Pesquisadores do Laboratório de Ciências Atmosféricas (LCA) da Universidade Federal do Mato Grosso do Sul (UFMS) desenvolveram um sensor de raios atmosféricos que antecipa em praticamente 15 minutos o alerta para situações de risco. A novidade traz mais segurança para operação de empresas que realizam muitos trabalhos externos, como mineradoras e portos, e para a população em geral, já que o Brasil é líder mundial em incidência de raios e em acidentes relacionados a eles.

O equipamento tem a capacidade de medir a atividade elétrica e as alterações ocorridas nas nuvens e transmitir as informações via rádio até um ponto remoto. A localização é definida através da captação de sinais de satélite por um aparelho de GPS. Em relação a outros sensores encontrados no mercado, ele se diferencia por fazer a medição dos riscos antes do início das tempestades.

A novidade impressiona não só por sua importância, mas pela simplicidade da maior parte dos materiais utilizados. O sensor foi construído sobre uma base de alumínio formada por uma leiteira encontrada em supermercados, além de componentes eletrônicos obtidos por meio da reciclagem de HDs e outros equipamentos de informática.

"Tivemos financiamento do CNPQ para o projeto, mas o cilindro de alumínio é caríssimo. Um dia, passando por uma rua com várias lojas de panelas e objetos similares, vi pendurada uma leiteira de alumínio. Comprei dez leiteiras para testar e o resultado foi excelente", conta o físico Moacir Lacerda, um dos responsáveis pelo projeto.

A utilização da leiteira e de lixo eletrônico para boa parte dos componentes também ajudou a baratear o projeto. Lacerda conta que, apesar de entrar rapidamente em desuso, os hardwares (como são chamadas as partes físicas dos computadores) são feitos com materiais de ótima qualidade e duradouros.

A partir da captação da atividade elétrica das nuvens pelo sensor, um software organiza as informações e classifica o risco de raios entre baixo, médio e elevado. Além de ser usado no início das tempestades, o equipamento aponta quando a atividade elétrica cessa.

"Esta é outra parte importante: quando é que os riscos de raios terminam e os funcionários de uma determinada empresa podem voltar a campo, por exemplo?

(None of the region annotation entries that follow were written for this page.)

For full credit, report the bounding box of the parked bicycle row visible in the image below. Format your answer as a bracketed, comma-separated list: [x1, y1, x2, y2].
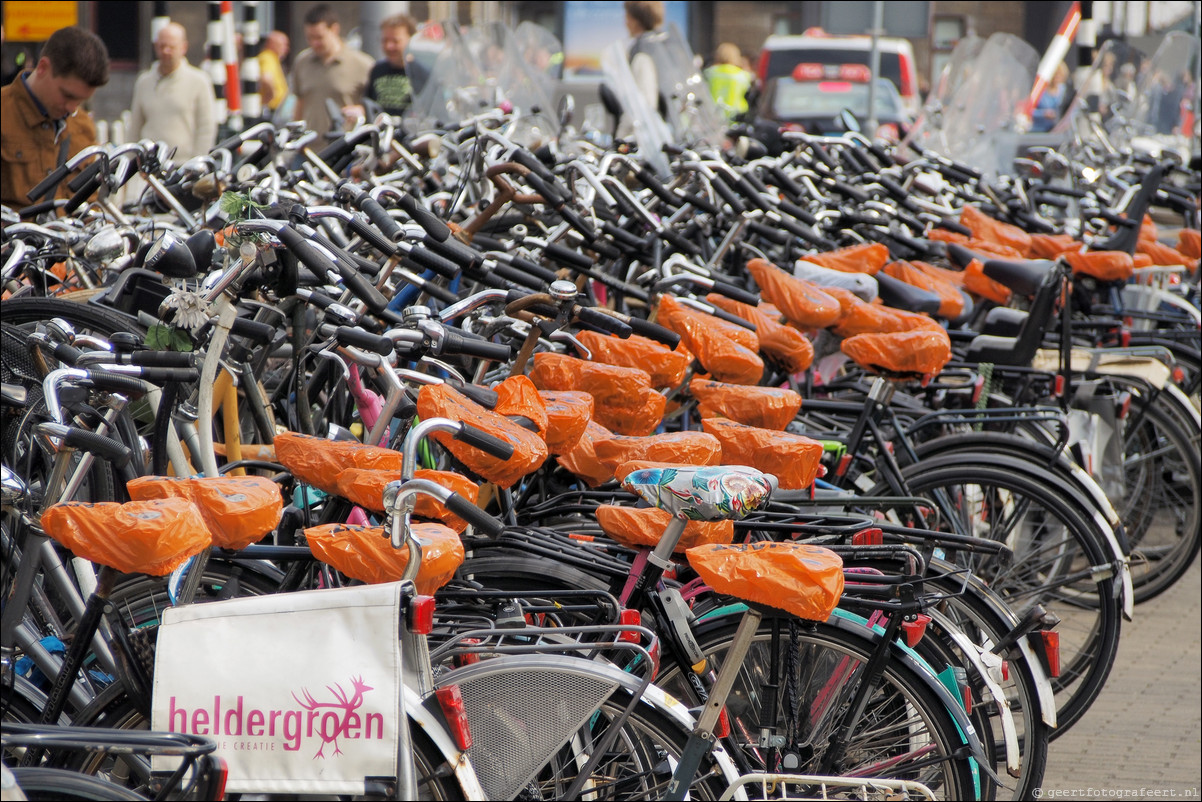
[0, 18, 1202, 798]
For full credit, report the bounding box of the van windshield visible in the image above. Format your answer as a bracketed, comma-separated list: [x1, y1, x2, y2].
[764, 47, 902, 91]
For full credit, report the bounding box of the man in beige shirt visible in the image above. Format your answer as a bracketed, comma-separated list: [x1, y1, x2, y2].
[292, 4, 374, 142]
[129, 23, 218, 164]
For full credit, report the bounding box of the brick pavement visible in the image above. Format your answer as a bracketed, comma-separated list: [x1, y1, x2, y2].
[1043, 560, 1202, 800]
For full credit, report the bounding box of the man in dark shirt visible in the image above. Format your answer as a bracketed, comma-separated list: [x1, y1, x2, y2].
[367, 14, 417, 114]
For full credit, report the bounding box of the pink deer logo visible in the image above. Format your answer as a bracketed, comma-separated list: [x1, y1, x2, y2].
[292, 677, 373, 760]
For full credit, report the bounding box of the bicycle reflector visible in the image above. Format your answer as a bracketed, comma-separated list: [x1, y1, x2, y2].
[1031, 629, 1060, 679]
[405, 595, 434, 635]
[618, 610, 643, 643]
[902, 613, 930, 649]
[434, 685, 471, 751]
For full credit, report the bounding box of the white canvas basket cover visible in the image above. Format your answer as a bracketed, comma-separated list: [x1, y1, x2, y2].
[151, 583, 401, 794]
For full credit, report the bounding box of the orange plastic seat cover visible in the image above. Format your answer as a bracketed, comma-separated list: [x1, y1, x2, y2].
[304, 523, 464, 595]
[960, 206, 1031, 257]
[964, 259, 1012, 305]
[1064, 256, 1135, 287]
[748, 259, 843, 328]
[593, 432, 722, 476]
[538, 390, 593, 455]
[689, 379, 802, 430]
[1028, 234, 1081, 259]
[685, 542, 843, 620]
[881, 261, 964, 319]
[555, 421, 613, 487]
[335, 468, 480, 531]
[493, 376, 547, 440]
[802, 243, 889, 275]
[274, 432, 404, 493]
[42, 498, 213, 576]
[706, 292, 814, 373]
[1135, 239, 1198, 273]
[417, 385, 547, 487]
[656, 295, 760, 351]
[576, 332, 689, 388]
[701, 417, 823, 491]
[841, 329, 952, 375]
[127, 476, 284, 548]
[661, 313, 763, 385]
[1177, 228, 1202, 262]
[596, 504, 734, 553]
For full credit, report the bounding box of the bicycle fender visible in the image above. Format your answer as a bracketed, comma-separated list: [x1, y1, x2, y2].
[927, 610, 1020, 776]
[400, 685, 488, 800]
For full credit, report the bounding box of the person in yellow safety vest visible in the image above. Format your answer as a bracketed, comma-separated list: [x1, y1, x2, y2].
[702, 42, 752, 121]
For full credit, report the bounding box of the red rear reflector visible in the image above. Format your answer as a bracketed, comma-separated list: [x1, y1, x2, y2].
[213, 755, 230, 800]
[618, 610, 643, 643]
[434, 685, 471, 751]
[409, 596, 434, 635]
[902, 613, 930, 649]
[851, 527, 885, 546]
[714, 707, 731, 738]
[1040, 629, 1060, 678]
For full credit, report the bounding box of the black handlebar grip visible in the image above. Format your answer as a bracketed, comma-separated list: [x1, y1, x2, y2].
[748, 220, 792, 245]
[67, 159, 105, 192]
[542, 243, 595, 269]
[63, 176, 103, 214]
[358, 192, 405, 242]
[454, 423, 513, 459]
[79, 369, 150, 397]
[510, 256, 559, 290]
[230, 317, 279, 345]
[407, 248, 459, 279]
[347, 209, 397, 256]
[713, 281, 760, 307]
[25, 165, 67, 201]
[445, 493, 505, 537]
[124, 351, 196, 368]
[635, 167, 680, 208]
[423, 237, 487, 276]
[397, 195, 451, 242]
[559, 206, 597, 243]
[60, 426, 133, 468]
[275, 226, 338, 279]
[776, 201, 819, 226]
[576, 307, 635, 339]
[710, 179, 748, 214]
[442, 331, 513, 362]
[627, 317, 680, 350]
[132, 367, 201, 385]
[456, 385, 500, 409]
[680, 192, 720, 214]
[334, 326, 393, 356]
[54, 343, 83, 367]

O sensor faz essa medição e indica quando a atividade elétrica volta a zero", explica o físico.

O aparelho já está na segunda geração e passa por negociação com empresas privadas para produção em escala comercial, com preço estimado entre US$ 5 mil e US$ 10 mil.

O físico Moacir Lacerda: aparelho foi construído sobre uma base de alumínio formada por uma leiteira encontrada em supermercado
O físico Moacir Lacerda: aparelho foi construído sobre uma base de alumínio formada por uma leiteira encontrada em supermercado | Foto: Anderson Coelho



País é recordista em incidência de raios
Devido à dimensão geográfica e clima tropical, com alta incidência de chuvas e tempestades, o Brasil é o país que registra maior quantidade de incidência de raios no mundo. São aproximadamente 50 milhões de descargas elétricas por ano, responsáveis por 1.790 mortes entre 2000 e 2014, o equivalente a aproximadamente 120 óbitos por ano.

No Mato Grosso do Sul, onde foi criado o novo sensor de raios, há registro de aproximadamente 16 raios por km2. Para efeito de comparação, na Europa há registro de um raio para cada 2km2 – quantidade 32 vezes menor.

Em razão dos riscos, a novidade foi logo utilizada para criar uma rede de monitoramento na capital Campo Grande. Em parceria com escolas de ensino médio, a UFMS instalou cinco sensores na cidade cujo monitoramento conta com auxílio dos próprios estudantes, dentro das aulas de ciências. Os Observadores Meteorológicos Mirins, como passaram a ser chamados, conhecem em detalhes os equipamentos por meio de demonstrações e capacitações práticas.

A partir do momento em que o sensor detecta alto risco de raios, o alerta é emitido para todo o estado pelo Centro Meteorológico do Mato Grosso do Sul. "Além de produzir rápida circulação da informação para diminuir risco de acidentes, o projeto cria forte estímulo aos alunos do ensino médio que têm inclinação para a área", explica o físico Moacir Lacerda. O projeto dos Observadores Mirins foi financiado por meio de um edital do Ministério da Educação (MEC). (F.C.)